He walks out of the lab in a daze. He doesn’t know what he’s going to do, what he could ever do, but one thing he is sure of. He has a Guide to find.

***

Felicity finds him on the bridge where they’d been that morning. The night is comfortably cool and the park is quiet. It doesn’t seem possible that just a few hours have passed since the last time they’ve been here.

Barry doesn’t bother to ask her how she’s found him. He has his phone with him and she’s the most gifted hacker of their generation.

“Couldn’t sleep?” she asks lightly.

Barry shakes his head and looks away, at the bay opening up in front of them.
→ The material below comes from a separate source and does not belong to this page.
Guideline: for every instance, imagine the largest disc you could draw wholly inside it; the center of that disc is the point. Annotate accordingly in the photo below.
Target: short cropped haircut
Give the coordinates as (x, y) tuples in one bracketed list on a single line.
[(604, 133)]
In a few hours dawn will be here and so will a new day. Barry hates it.

“Every time I close my eyes, I see that man’s face.” he confesses. “I can’t-” he trails off, because he has no words, no coherent thoughts. His mind is a mess, his emotions a maelstrom of chaos and his instincts are warring between find his Guide and protect him and find his Guide and make him pay.
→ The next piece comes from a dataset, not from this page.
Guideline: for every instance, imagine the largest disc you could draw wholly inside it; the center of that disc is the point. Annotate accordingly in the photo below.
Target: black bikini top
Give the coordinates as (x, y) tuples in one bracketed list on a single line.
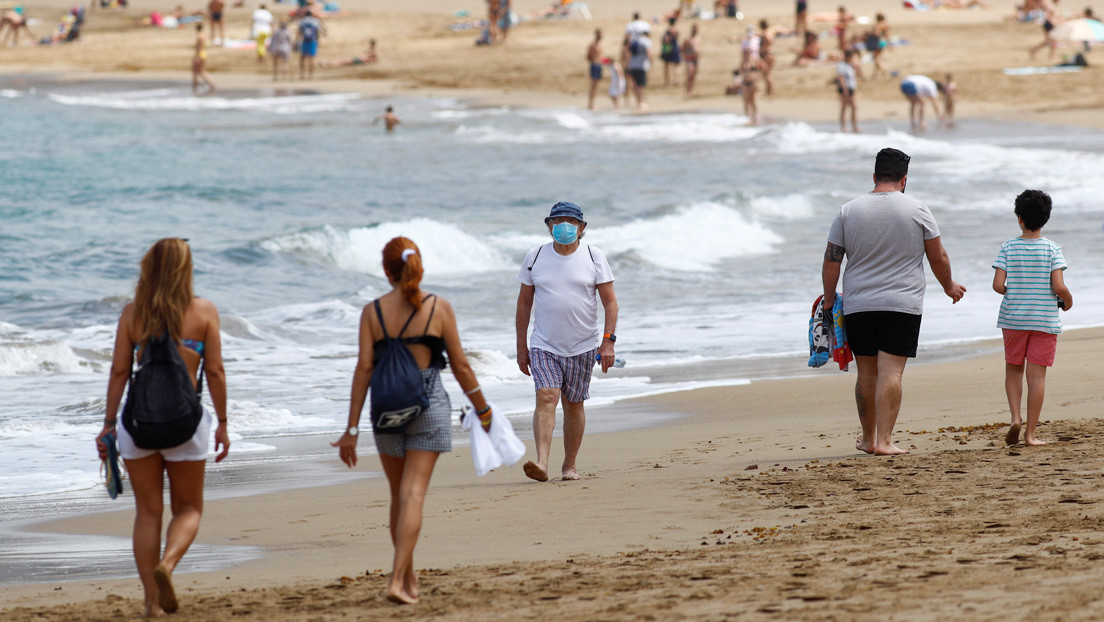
[(435, 343)]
“Snart is your Guide, isn’t he?”

Felicity’s voice is calm, comforting, with just a touch of her Guide’s gift to sooth him, if only for a blissful moment. Barry nods.

Felicity leans against him and her weight against him is nice. Once again he wonders why the fates haven’t given him her as a Guide.

"What are you going to do?"

“I don’t know.” he says, and it’s the truth.

***

At least the whole fiasco with Cisco has given him the excuse to shut off his comms without the need to give them other explanations when they get the news that Snart has been spotted.

Barry rushes to the train station, running past Joe and Eddie, thankfully safe and sound, and gets to the train, where Snart is mildly surprised to see him but ready to point his gun at him. Barry feels agony tear through him because he can’t hurt this man. He can’t stop him but he can’t let him get away either.

“There’s nowhere to run.”

Snart gives him a look, but Barry can’t see his eyes, hidden behind goggles.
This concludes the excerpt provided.